Move to end migrant shield blocked
SAN FRANCISCO — A judge on Wednesday blocked President Donald Trump’s administration from ending protections that allowed migrants from four countries to live and work legally in the United States, saying the move would cause “irreparable harm and great hardship.”
U.S. District Judge Edward Chen in San Francisco granted a request for a preliminary injunction against the administration’s decision to discontinue temporary protected status for people from Sudan, Nicaragua, Haiti and El Salvador.
The judge said there is evidence that “President Trump harbors an animus against non-white, non-European aliens which influenced his … decision to end the [temporary protected status] designation.”
The ruling cited Trump’s 2015 campaign speech in which he characterized Mexican migrants as drug dealers and rapists, his call to bar Muslims from entering the United States and his vulgar reference to African countries during a meeting about immigration at the White House in January.
Temporary protected status is granted to countries ravaged by natural disasters or war and lets citizens of those countries remain in the U.S. until the situation improves back home.

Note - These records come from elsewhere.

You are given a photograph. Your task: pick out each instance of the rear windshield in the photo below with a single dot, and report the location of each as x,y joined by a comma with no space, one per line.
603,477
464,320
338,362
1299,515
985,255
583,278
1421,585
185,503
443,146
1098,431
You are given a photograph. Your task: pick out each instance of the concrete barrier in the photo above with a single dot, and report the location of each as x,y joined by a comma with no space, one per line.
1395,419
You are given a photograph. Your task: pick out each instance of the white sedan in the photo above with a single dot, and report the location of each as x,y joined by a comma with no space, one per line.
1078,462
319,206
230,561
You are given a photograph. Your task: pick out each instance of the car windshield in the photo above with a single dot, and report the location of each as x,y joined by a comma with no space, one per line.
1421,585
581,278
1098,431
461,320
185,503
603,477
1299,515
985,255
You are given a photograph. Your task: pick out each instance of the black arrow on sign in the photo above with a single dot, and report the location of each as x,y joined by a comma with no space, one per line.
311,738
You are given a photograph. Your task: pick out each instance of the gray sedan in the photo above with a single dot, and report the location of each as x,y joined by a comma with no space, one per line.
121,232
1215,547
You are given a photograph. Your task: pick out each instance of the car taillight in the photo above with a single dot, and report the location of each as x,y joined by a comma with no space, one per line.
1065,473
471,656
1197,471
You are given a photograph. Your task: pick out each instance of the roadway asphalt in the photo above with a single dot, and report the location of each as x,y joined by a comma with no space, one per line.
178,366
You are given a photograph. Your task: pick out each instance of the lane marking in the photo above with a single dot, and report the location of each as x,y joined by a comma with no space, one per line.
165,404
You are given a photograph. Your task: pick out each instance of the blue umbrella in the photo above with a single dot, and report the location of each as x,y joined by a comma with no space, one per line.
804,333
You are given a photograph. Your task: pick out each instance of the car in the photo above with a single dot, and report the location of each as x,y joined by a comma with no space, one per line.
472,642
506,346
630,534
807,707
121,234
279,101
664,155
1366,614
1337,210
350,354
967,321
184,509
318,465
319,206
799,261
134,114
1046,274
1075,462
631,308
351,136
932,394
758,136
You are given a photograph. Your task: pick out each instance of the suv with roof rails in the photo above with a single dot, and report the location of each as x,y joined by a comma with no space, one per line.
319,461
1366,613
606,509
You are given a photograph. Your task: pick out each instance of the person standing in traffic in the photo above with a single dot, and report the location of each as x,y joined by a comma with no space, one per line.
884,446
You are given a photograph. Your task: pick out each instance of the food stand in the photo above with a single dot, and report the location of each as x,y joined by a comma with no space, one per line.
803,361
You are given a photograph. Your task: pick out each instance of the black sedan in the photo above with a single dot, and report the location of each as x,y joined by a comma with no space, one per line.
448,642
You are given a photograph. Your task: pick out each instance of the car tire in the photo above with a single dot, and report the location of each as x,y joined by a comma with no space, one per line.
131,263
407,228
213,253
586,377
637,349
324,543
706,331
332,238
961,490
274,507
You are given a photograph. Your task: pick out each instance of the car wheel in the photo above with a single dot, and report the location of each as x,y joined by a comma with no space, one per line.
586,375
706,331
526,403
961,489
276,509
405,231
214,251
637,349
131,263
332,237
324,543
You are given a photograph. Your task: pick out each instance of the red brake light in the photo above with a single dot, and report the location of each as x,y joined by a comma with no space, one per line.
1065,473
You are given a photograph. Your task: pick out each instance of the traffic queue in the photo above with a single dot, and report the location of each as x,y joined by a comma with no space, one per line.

About 300,000 people have received those protections.
The ruling said the government failed to show the harm of continuing the 20-year-old program and that the plaintiffs established how uprooting those migrants could hurt the local and national economy.
“Beneficiaries who have lived, worked, and raised families in the United States (many for more than a decade), will be subject to removal,” Chen wrote.
Many have children who were born in the U.S. and may be faced with the choice of “bringing their children with them (and tearing them away from the only country and community they have known) or splitting their families apart,” the ruling said.